A production-ready OpenBao secrets management runbook with HTTPS, Raft storage, audit logs, backups, and practical operations checks.

Secrets management becomes painful when application tokens, database passwords, encryption keys, and CI credentials are spread across environment files and chat history. OpenBao, the community-driven fork of Vault, gives teams a central place to issue, rotate, audit, and revoke secrets without redesigning every application at once. This guide walks through a production-oriented single-node OpenBao deployment on Ubuntu using Docker Compose, Caddy for automatic HTTPS, and integrated Raft storage for durable local state.

The target reader is a small platform team that needs a dependable secrets service for internal applications, automation runners, and staging environments.
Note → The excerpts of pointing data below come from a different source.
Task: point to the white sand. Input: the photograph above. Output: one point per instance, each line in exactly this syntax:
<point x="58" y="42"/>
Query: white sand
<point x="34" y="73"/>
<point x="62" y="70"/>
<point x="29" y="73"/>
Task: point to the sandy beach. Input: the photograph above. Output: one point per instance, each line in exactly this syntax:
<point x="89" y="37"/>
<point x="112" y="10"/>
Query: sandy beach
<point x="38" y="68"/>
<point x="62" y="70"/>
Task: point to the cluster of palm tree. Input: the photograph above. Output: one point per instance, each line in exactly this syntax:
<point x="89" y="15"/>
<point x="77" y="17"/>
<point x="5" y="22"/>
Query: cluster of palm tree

The design is intentionally conservative: one hardened host, explicit filesystem permissions, TLS at the edge, encrypted backups, and a runbook that operators can follow during upgrades or recovery.

Architecture and flow overview

Traffic enters through Caddy on ports 80 and 443. Caddy obtains and renews certificates, then proxies HTTPS requests to OpenBao on the private Docker network. OpenBao stores encrypted data in its integrated Raft directory, exposes the API only behind Caddy, and writes audit logs to a mounted host path. Operators initialize and unseal the service manually, then configure auth methods, policies, and backup jobs.
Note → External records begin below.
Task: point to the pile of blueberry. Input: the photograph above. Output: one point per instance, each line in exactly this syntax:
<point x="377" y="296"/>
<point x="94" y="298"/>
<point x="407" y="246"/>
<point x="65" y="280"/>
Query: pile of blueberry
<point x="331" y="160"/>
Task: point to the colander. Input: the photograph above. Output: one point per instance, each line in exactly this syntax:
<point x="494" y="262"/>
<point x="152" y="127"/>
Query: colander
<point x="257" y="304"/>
  • Client path: browser, CLI, or application → HTTPS → Caddy → OpenBao API.
  • Storage path: OpenBao → integrated Raft files under /opt/openbao/data.
  • Operations path: systemd-managed Docker Compose, encrypted snapshot backups, and audit logs.

Prerequisites

  • Ubuntu 22.04 or 24.04 server with a static public IP.
  • A DNS record such as bao.example.com pointing at the server.
  • Root or sudo access, outbound internet access, and ports 80/443 open.
  • A secure workstation for storing initial unseal keys and the first root token.

Step-by-step deployment

1) Install Docker, Compose, and baseline tools

Start with a clean package refresh and install only the tools needed for the runtime and backup workflow.

sudo apt-get update
sudo apt-get install -y ca-certificates curl gnupg ufw jq age
curl -fsSL https://get.docker.com | sudo sh
sudo usermod -aG docker "$USER"
docker version
docker compose version

Manual copy fallback: select the command block above and copy it if the button is unavailable.

2) Create directories and permissions

Keep configuration, data, audit logs, and backups separated. The OpenBao container runs as a non-root user, so the data directory must be writable by that UID.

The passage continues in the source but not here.